At least 17 people have been killed and dozens more injured after two trains carrying hundreds of passengers collided in Pakistan's southern port city of Karachi early Thursday, officials said.

Witnesses described watching in horror as one train sped into the city's Quaidabad Railway Station and rammed into the second, which was parked there, with the roar of the crash swiftly followed by the screams of people trapped inside.

Rescuers armed with metal-cutting equipment and heavy cranes were fighting to reach passengers still trapped in the twisted wreckage. They were joined by the military and police, an AFP journalist at the site of the crash said.

The engine of one train appeared destroyed, he said, but the exact extent of the damage was unclear.

A senior administration official in Karachi said there could have been up to 1,000 passengers in total on board the trains when the accident occurred.

‘At the moment, we don't know the exact number of casualties but there could be up to 1,000 passengers in both trains,’ Nasir Nazeer, district coordination officer in Karachi told AFP.

‘We have sent heavy machinery and cutting equipment to remove the overturned cars from the track and rescue the trapped passengers inside the coaches,’ he said.

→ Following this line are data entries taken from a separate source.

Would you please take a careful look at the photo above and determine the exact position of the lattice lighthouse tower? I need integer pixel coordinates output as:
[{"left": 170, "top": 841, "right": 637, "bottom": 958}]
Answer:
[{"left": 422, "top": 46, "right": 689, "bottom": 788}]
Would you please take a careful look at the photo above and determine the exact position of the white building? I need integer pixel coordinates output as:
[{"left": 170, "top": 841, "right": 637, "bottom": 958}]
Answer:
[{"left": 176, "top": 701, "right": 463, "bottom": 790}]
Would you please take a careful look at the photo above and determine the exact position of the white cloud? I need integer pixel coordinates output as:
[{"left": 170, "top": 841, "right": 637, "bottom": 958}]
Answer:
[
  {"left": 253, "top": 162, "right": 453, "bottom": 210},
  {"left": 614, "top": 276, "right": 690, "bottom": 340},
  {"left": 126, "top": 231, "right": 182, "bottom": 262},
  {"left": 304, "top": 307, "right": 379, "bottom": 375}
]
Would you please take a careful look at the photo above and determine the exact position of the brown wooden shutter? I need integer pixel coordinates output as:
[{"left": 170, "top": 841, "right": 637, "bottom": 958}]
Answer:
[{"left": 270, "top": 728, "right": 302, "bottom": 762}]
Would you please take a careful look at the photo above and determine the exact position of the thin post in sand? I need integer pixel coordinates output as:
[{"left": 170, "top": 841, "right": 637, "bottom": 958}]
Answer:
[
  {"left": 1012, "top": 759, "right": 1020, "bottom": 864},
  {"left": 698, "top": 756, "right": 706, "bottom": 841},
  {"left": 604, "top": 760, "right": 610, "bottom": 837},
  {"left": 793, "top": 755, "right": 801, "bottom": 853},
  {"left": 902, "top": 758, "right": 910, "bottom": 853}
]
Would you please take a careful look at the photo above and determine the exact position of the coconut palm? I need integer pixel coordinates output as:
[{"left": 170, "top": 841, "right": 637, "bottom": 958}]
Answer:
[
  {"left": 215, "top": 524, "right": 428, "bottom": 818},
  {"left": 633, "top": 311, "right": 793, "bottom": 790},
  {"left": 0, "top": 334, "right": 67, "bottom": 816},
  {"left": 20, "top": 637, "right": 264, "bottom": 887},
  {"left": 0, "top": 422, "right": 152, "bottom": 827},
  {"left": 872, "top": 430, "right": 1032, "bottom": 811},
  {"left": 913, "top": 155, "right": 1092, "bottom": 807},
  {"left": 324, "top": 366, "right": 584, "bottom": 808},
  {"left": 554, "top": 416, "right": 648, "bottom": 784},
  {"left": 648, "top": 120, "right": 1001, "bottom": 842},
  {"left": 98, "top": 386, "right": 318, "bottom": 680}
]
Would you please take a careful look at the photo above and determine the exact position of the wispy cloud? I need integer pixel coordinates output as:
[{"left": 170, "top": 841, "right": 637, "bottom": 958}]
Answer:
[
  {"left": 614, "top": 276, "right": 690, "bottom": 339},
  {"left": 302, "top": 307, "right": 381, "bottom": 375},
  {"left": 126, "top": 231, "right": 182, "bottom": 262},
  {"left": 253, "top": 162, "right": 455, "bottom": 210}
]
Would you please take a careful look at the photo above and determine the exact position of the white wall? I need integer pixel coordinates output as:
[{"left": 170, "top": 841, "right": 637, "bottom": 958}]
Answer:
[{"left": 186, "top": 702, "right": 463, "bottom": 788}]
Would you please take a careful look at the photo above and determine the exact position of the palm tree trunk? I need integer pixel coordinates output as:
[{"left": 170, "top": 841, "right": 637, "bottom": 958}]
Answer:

Seemi Jamali, spokeswoman at Karachi's Jinnah Hospital, told AFP at least 17 people had died. Earlier she said the hospital had received some 50 wounded.

The accident occurred when the incoming ‘Zakria Express’ from the central city of Multan rammed into the ‘Fareed Express’, from Lahore, as it waited at Quaidabad Station, also known as Jumma Goth, in the Landi neighbourhood of Karachi.

Factory worker Ajab Gul told AFP he was on his way to work when the accident occurred.

‘Suddenly another train came speeding in and smashed into the parked train,’ he said, describing the sound of the crash as ‘huge’.

‘There were clouds of dust and smog. After that we heard screams. People inside the collided trains were screaming and crying.’

Onlookers rushed to their aid, he said, adding that he had helped pull 17 people, including women and children, from the wreckage.

But, he added, ‘there were many other people trapped inside... we could not get them out.’

Train services from Karachi to the rest of the country have been suspended.

Train accidents are common in Pakistan, which inherited thousands of miles (kilometres) of track and trains from former colonial power, Britain.

The railways have seen decades of decline due to corruption, mismanagement and lack of investment.

Thursday's crash was the second this year involving the Fareed Express. In February the northbound train hit a van at a crossing in southern Pakistan, killing eight people from the same family.

Railway accidents in Pakistan often take place at the unmanned crossings, which often lack barriers and sometimes signals.

In September four people were killed and more than 100 injured when two trains collided near the central city of Multan.

The accident occurred when the Karachi-bound ‘Awam Express’ passenger train rammed into a goods train that had stopped after running over a man near the city of Multan.